Envidiosa : la série argentine débouche sur une nouvelle parente et une introspection désarmante
La quatrième et dernière saison d’Envidiosa, l’œuvre audacieuse de Adrián Suar portée par Griselda Siciliani, s’apprête à faire son entrée sur Netflix le 29 avril. Un final attendu, non pas pour des clichés de romance, mais pour une exploration inédite des dynamiques familiales et de la complexité du désir.

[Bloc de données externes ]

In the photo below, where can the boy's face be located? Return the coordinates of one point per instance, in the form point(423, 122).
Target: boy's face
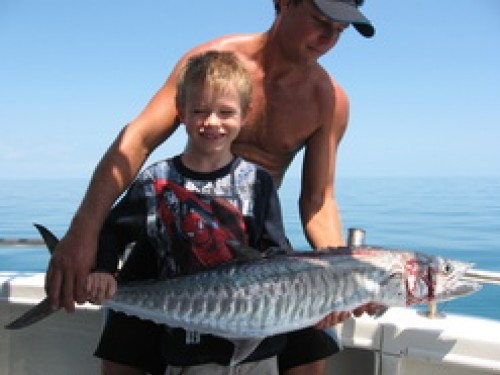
point(212, 118)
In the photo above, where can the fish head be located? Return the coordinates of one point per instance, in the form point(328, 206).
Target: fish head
point(429, 278)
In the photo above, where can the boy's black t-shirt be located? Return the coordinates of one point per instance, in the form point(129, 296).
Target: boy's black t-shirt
point(182, 219)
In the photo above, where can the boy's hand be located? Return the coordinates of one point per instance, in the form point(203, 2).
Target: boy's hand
point(100, 287)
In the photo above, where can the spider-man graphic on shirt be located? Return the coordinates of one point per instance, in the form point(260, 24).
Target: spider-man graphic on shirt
point(198, 234)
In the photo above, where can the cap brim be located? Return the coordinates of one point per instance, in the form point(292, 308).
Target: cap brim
point(347, 13)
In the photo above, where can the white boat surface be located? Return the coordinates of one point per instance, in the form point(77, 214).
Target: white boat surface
point(401, 342)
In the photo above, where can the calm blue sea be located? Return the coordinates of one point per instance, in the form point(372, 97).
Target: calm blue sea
point(454, 217)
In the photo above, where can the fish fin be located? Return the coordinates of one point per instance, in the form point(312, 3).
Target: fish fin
point(242, 349)
point(49, 238)
point(243, 252)
point(33, 315)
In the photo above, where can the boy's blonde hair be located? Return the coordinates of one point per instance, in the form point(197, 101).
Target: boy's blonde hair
point(217, 70)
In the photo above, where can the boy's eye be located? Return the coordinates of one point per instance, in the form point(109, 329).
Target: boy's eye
point(199, 111)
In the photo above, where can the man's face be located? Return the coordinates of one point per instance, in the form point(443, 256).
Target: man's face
point(307, 31)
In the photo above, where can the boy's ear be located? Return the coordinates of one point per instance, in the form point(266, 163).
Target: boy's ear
point(180, 112)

Un enfant surgit des ombres
L’intrigue, déjà entrelacée de tensions amoureuses et de quiproquos rocambolesques, prend une tournure surprenante avec l’arrivée de Bruno, le fils de neuf ans de Matías, le bien-aimé de Victoria. Cette intrusion inattendue confronte la protagoniste à une maternité qu’elle n’avait pas envisagée, la plongeant dans un tourbillon d’émotions et de remises en question.

Au-delà des amours, un regard sur la thérapie
Mais le véritable cœur de cette dernière saison réside dans l’évolution du personnage de Victoria, interprété avec une intensité remarquable par Griselda Siciliani. Confrontée à la réalité de la paternité et aux fantômes de son propre passé, elle se tourne vers l’aide d’une psychologue, Lorena Vega, incarnant la figure complexe de Fernanda. Un partenariat patient-thérapeute qui révèle les blessures profondes et les mécanismes de défense de la protagoniste.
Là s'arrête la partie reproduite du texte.